Wednesday, December 23, 2020

Terror - TEN YEARS

First published Wednesday, December 15, 2010

Scripture references are mostly from Revelation 9


Here is where the prognosticators go a little crazy. Everybody is so certain they've got it all figured out. 
We have got to give other humans a little credit for being intelligent! People don't want to get their science, or their theology, or their facts wrong. They don't deliberately put out something that they believe is open to scrutiny or second-guessing. It would be good, though, if we could all have a little humility and maybe learn something from each other.

In Revelation 9, we see a glimpse of real terror. When you are reading this, it looks as if each event follows the other in rapid succession. But it need not be so. It could take centuries to accomplish all of it (and maybe has!)

Here, we get a third of humanity wiped out each time. Where the prior disasters may have been natural, now we get what seems to be chemical or biological agents, delivered via some futuristic military craft yet to be invented. <Reminder, I wrote this in 2010>.

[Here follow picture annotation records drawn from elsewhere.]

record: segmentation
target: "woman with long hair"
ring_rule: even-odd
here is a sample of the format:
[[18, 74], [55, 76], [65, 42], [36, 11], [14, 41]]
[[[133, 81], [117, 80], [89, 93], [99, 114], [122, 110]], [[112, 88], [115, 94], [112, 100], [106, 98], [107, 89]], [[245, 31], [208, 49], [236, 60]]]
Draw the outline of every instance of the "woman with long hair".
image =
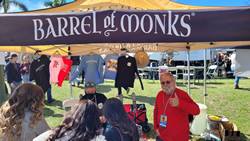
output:
[[139, 141], [137, 127], [128, 117], [120, 100], [108, 99], [103, 107], [103, 115], [112, 126], [105, 134], [107, 141]]
[[42, 115], [44, 92], [37, 85], [19, 85], [0, 108], [0, 140], [32, 141], [50, 129]]
[[98, 109], [91, 100], [80, 100], [64, 117], [63, 123], [34, 141], [106, 141], [102, 136]]

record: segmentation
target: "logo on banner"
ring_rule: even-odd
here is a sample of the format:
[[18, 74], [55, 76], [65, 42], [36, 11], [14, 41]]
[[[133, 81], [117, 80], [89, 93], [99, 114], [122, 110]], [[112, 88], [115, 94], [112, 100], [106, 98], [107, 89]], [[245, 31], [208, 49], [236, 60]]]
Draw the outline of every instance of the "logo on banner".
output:
[[[95, 11], [86, 15], [72, 15], [33, 19], [34, 40], [44, 40], [49, 37], [60, 38], [68, 36], [98, 34], [109, 37], [112, 33], [142, 33], [145, 35], [165, 35], [189, 37], [191, 34], [191, 16], [195, 13], [133, 13], [127, 14], [112, 11], [111, 15]], [[109, 13], [109, 12], [106, 12]], [[98, 16], [100, 14], [100, 16]], [[101, 18], [103, 17], [103, 18]], [[115, 22], [116, 21], [116, 22]], [[102, 23], [102, 26], [97, 26]]]
[[110, 59], [107, 64], [107, 68], [110, 71], [117, 71], [117, 60]]

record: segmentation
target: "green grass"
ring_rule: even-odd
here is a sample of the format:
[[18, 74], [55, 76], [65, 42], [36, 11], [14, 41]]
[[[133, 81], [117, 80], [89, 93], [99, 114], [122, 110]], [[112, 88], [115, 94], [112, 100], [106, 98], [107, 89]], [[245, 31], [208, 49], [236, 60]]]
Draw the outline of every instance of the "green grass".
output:
[[[197, 81], [196, 81], [197, 82]], [[192, 81], [191, 81], [192, 83]], [[217, 82], [207, 82], [206, 105], [207, 114], [224, 115], [230, 122], [237, 125], [241, 131], [241, 140], [250, 138], [250, 79], [241, 79], [241, 89], [234, 89], [234, 79], [217, 79]], [[153, 109], [155, 97], [161, 90], [159, 80], [155, 83], [153, 80], [143, 79], [144, 90], [141, 90], [140, 83], [135, 80], [134, 88], [131, 88], [129, 95], [124, 94], [124, 104], [131, 104], [131, 93], [135, 92], [137, 103], [146, 104], [147, 118], [151, 131], [146, 134], [150, 140], [154, 140], [155, 133], [153, 130]], [[191, 86], [191, 97], [196, 103], [204, 103], [204, 87], [203, 81]], [[177, 87], [187, 92], [187, 85], [182, 84], [182, 80], [177, 81]], [[104, 93], [108, 98], [114, 97], [117, 94], [117, 88], [114, 87], [113, 80], [105, 80], [102, 85], [97, 86], [97, 92]], [[83, 85], [73, 87], [73, 97], [78, 98], [79, 94], [84, 94]], [[66, 113], [62, 109], [62, 102], [70, 99], [70, 87], [68, 81], [64, 81], [62, 87], [52, 85], [52, 96], [56, 99], [53, 103], [46, 104], [43, 109], [44, 116], [50, 127], [55, 127], [62, 122], [63, 116]], [[192, 140], [200, 140], [195, 137]]]

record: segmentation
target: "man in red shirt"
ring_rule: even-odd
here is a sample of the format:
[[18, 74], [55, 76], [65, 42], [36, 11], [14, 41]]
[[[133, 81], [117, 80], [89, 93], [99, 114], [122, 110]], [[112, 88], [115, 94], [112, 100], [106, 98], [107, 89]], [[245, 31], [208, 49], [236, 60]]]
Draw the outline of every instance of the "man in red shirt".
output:
[[198, 115], [199, 106], [189, 95], [175, 86], [171, 73], [160, 76], [162, 90], [158, 93], [154, 108], [156, 141], [188, 141], [188, 114]]

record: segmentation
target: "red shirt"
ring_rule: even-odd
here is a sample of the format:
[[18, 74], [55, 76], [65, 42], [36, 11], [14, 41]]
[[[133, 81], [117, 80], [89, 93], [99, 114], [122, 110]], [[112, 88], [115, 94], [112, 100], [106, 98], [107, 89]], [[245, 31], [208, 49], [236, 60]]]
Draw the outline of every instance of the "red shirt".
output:
[[[176, 88], [175, 92], [179, 98], [179, 106], [172, 107], [169, 102], [165, 114], [164, 109], [171, 95], [166, 95], [163, 91], [158, 93], [154, 108], [154, 129], [159, 130], [159, 137], [164, 141], [188, 141], [188, 114], [198, 115], [200, 109], [185, 91]], [[175, 98], [175, 94], [171, 98]], [[165, 103], [163, 104], [163, 102]], [[167, 126], [165, 128], [160, 126], [161, 114], [167, 116]]]
[[58, 86], [61, 87], [63, 80], [65, 76], [68, 74], [68, 72], [71, 72], [71, 66], [72, 66], [72, 60], [67, 59], [66, 57], [62, 57], [63, 60], [63, 67], [61, 68], [59, 74], [58, 74]]

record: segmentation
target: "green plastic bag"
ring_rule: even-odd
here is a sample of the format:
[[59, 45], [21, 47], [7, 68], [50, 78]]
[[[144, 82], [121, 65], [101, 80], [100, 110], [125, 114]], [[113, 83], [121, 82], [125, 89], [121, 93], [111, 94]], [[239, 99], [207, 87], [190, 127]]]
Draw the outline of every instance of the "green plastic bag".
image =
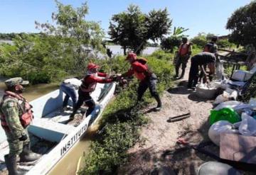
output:
[[241, 120], [239, 114], [231, 108], [224, 108], [219, 111], [210, 111], [210, 125], [220, 120], [226, 120], [231, 123], [237, 123]]

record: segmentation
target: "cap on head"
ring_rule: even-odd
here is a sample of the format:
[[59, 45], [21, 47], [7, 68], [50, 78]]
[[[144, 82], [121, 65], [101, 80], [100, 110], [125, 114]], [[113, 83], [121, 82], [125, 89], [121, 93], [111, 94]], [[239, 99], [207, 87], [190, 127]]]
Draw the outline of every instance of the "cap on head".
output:
[[182, 38], [182, 42], [187, 42], [187, 41], [188, 41], [188, 38], [186, 38], [186, 37]]
[[127, 58], [125, 59], [125, 60], [128, 60], [130, 58], [133, 59], [133, 60], [136, 60], [137, 59], [137, 55], [132, 52], [129, 52], [127, 57]]
[[29, 84], [29, 81], [23, 80], [21, 77], [15, 77], [7, 79], [6, 81], [4, 81], [4, 83], [8, 88], [10, 88], [17, 84], [27, 85]]
[[216, 42], [218, 40], [218, 36], [213, 36], [211, 38], [211, 40], [213, 42]]
[[97, 68], [99, 68], [99, 67], [100, 67], [99, 65], [97, 65], [96, 64], [94, 64], [92, 62], [89, 63], [88, 65], [87, 65], [87, 69], [88, 70], [92, 69], [97, 69]]

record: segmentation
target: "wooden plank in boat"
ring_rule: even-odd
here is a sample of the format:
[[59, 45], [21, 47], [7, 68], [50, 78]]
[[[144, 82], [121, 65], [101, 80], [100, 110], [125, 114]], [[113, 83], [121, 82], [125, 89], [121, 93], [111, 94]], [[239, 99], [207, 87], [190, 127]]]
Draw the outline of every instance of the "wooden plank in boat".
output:
[[256, 137], [220, 134], [220, 158], [256, 164]]
[[75, 128], [73, 125], [56, 123], [48, 118], [36, 118], [28, 128], [36, 136], [53, 142], [59, 142]]

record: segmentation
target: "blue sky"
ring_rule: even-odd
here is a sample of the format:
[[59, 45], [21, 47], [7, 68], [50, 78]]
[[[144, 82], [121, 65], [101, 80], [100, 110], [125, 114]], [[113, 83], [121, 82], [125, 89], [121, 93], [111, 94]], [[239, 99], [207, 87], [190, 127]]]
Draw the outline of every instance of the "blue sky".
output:
[[[64, 4], [79, 6], [85, 1], [59, 0]], [[131, 4], [139, 6], [144, 13], [153, 9], [167, 8], [174, 26], [189, 28], [190, 37], [198, 33], [226, 35], [228, 18], [238, 8], [250, 0], [88, 0], [89, 15], [86, 19], [100, 22], [107, 33], [113, 14], [125, 11]], [[34, 21], [51, 22], [51, 13], [56, 11], [53, 0], [0, 0], [0, 33], [39, 32]]]

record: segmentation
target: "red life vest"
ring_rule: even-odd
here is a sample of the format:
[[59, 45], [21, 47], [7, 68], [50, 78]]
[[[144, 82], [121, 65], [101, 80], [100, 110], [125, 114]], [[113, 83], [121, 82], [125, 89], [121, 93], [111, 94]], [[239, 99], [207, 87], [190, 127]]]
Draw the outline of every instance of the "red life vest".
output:
[[[5, 91], [5, 94], [3, 96], [3, 102], [0, 104], [0, 107], [4, 103], [4, 100], [7, 98], [16, 98], [18, 100], [18, 106], [22, 111], [22, 114], [19, 116], [21, 125], [26, 128], [33, 119], [33, 111], [31, 110], [32, 106], [28, 103], [28, 102], [21, 95], [18, 95], [14, 92]], [[6, 120], [6, 116], [4, 113], [0, 113], [0, 120], [1, 125], [2, 128], [6, 130], [10, 131], [10, 128]]]
[[181, 56], [183, 56], [185, 55], [188, 54], [189, 52], [189, 45], [188, 43], [185, 44], [181, 44], [178, 48], [178, 53]]
[[203, 52], [213, 53], [214, 45], [215, 45], [215, 44], [213, 43], [207, 43], [203, 49]]

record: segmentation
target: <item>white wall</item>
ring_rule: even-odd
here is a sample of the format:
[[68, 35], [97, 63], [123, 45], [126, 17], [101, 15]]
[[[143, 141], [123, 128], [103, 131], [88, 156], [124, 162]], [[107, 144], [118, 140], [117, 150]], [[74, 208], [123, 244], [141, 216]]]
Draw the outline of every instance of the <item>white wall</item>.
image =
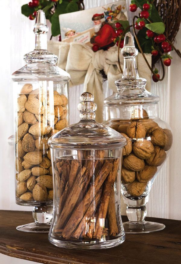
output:
[[[87, 8], [111, 2], [113, 0], [84, 0]], [[115, 1], [116, 2], [116, 1]], [[0, 209], [30, 210], [31, 207], [16, 204], [15, 202], [13, 149], [8, 144], [8, 137], [13, 133], [12, 73], [24, 64], [24, 55], [33, 49], [34, 21], [31, 21], [21, 14], [21, 6], [27, 0], [0, 0], [1, 41], [1, 103], [0, 120]], [[129, 6], [129, 1], [127, 3]], [[177, 35], [176, 46], [181, 50], [180, 31]], [[158, 175], [151, 190], [147, 206], [148, 216], [181, 220], [181, 133], [180, 112], [181, 96], [181, 60], [175, 52], [168, 73], [163, 82], [153, 85], [152, 91], [160, 96], [160, 116], [169, 122], [173, 131], [174, 142], [169, 159]], [[70, 99], [73, 106], [71, 122], [78, 120], [76, 109], [82, 86], [72, 88]], [[75, 98], [76, 99], [75, 100]], [[1, 257], [2, 257], [2, 258]], [[26, 264], [27, 262], [16, 260], [1, 255], [1, 264]], [[30, 262], [28, 262], [30, 263]], [[33, 263], [33, 262], [32, 262]]]

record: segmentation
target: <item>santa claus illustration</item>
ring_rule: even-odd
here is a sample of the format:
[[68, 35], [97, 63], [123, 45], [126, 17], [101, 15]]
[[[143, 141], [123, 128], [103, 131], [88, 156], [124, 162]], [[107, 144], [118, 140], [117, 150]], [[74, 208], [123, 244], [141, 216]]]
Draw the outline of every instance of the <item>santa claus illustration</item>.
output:
[[112, 40], [113, 38], [116, 38], [117, 35], [112, 27], [102, 20], [104, 17], [103, 13], [94, 15], [92, 20], [94, 25], [95, 33], [91, 39], [91, 43], [97, 44], [100, 48], [106, 49], [114, 43]]

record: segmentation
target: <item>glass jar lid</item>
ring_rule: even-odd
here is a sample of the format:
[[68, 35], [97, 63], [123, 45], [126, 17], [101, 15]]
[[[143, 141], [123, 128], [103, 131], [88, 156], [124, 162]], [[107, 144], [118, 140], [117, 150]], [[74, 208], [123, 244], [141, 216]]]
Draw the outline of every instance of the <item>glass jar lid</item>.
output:
[[126, 138], [116, 130], [95, 121], [97, 106], [94, 96], [84, 93], [78, 105], [80, 121], [53, 135], [49, 139], [51, 147], [82, 149], [123, 147]]
[[57, 81], [70, 80], [70, 75], [56, 65], [57, 56], [47, 50], [48, 29], [44, 11], [38, 10], [33, 31], [35, 34], [35, 49], [24, 55], [26, 65], [13, 73], [13, 80], [19, 81], [28, 78], [32, 81], [40, 78], [42, 80], [52, 78]]
[[145, 88], [146, 79], [139, 77], [135, 60], [138, 51], [130, 32], [125, 35], [121, 53], [124, 60], [122, 78], [115, 82], [117, 92], [105, 99], [105, 105], [120, 106], [157, 103], [159, 96], [147, 91]]

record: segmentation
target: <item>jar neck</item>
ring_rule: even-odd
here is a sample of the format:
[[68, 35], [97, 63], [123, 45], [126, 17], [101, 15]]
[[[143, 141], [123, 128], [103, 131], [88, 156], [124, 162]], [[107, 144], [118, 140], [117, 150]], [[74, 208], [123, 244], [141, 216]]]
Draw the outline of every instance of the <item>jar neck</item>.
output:
[[128, 120], [145, 118], [145, 111], [149, 118], [153, 119], [159, 116], [157, 103], [145, 105], [115, 105], [106, 106], [106, 121]]

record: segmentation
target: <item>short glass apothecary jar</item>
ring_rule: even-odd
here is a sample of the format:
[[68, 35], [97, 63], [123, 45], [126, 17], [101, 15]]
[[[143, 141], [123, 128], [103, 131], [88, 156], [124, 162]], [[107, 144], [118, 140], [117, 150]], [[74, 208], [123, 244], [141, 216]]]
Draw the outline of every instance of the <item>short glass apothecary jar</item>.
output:
[[80, 121], [48, 141], [54, 195], [49, 239], [61, 247], [111, 247], [125, 238], [120, 201], [126, 140], [95, 121], [91, 94], [84, 93], [80, 98]]
[[26, 65], [14, 73], [13, 95], [16, 201], [33, 206], [35, 223], [22, 231], [48, 232], [52, 218], [53, 182], [49, 139], [68, 124], [70, 76], [47, 50], [48, 30], [44, 12], [37, 11], [35, 47]]
[[121, 191], [129, 220], [123, 223], [125, 233], [153, 232], [165, 226], [145, 220], [145, 204], [169, 154], [172, 135], [169, 125], [159, 118], [159, 97], [147, 91], [146, 80], [139, 77], [135, 64], [138, 50], [130, 32], [125, 35], [121, 53], [122, 77], [115, 82], [117, 92], [104, 101], [104, 123], [128, 141], [123, 150], [121, 174]]

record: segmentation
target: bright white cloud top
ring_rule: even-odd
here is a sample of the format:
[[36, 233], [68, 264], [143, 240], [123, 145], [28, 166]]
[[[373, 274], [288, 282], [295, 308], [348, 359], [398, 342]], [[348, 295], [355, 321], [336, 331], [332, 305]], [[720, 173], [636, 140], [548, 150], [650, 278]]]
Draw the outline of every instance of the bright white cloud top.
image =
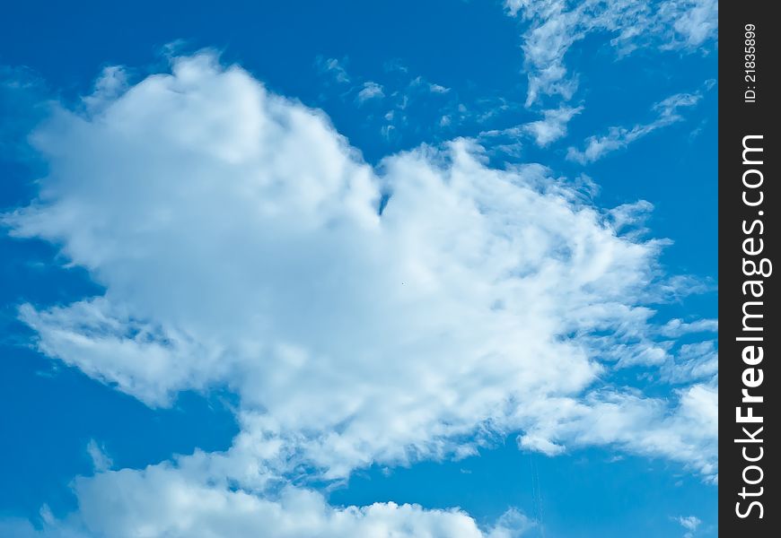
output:
[[130, 87], [107, 76], [86, 112], [37, 131], [49, 174], [4, 217], [105, 293], [21, 317], [42, 352], [151, 406], [233, 391], [241, 431], [225, 453], [78, 479], [80, 512], [53, 535], [515, 536], [530, 523], [513, 512], [478, 528], [455, 509], [332, 508], [290, 482], [513, 433], [715, 479], [712, 370], [675, 370], [670, 400], [610, 382], [627, 362], [674, 368], [654, 335], [694, 326], [649, 321], [681, 281], [658, 264], [664, 241], [632, 232], [647, 203], [595, 207], [464, 140], [373, 169], [321, 112], [210, 54]]

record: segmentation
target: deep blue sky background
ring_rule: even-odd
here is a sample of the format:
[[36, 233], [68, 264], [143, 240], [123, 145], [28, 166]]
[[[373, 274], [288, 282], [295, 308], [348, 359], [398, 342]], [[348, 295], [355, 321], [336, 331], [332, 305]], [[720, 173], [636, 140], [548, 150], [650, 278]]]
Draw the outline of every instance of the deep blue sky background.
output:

But the main point of the passage is not the devastation. It is the hardheartedness of humanity. Indeed, this has been the common theme from the very dawn of creation. 

Look at verses 20 and 21:

And the rest of humankind that wasn't killed by those disasters would not turn back from their evil handiwork and stop bowing before demons and idols of gold and silver and brass and stone and wood that cannot see or hear or move; nor would they turn back from being murderers, witches, whores, and thieves.

Now, you would think that if there was one verse in the entire Bible that we would want to get right, this would be it. We could take many different approaches: 

Why won't people change? (Some did, after 911, for a little while). To what degree do we do such things? Do we worship idols? (Put anything ahead of God). Do we participate in killing others (is our employer a killer?). Do we practice witchcraft (other religions, follow horoscopes, etc.)? Are we sexually impure? (Come on, now!) Do we take from others (in our borrowing and lending, in our tax policy, in our charitable giving)?

A church or family would do well to spend a long time reflecting on these two verses.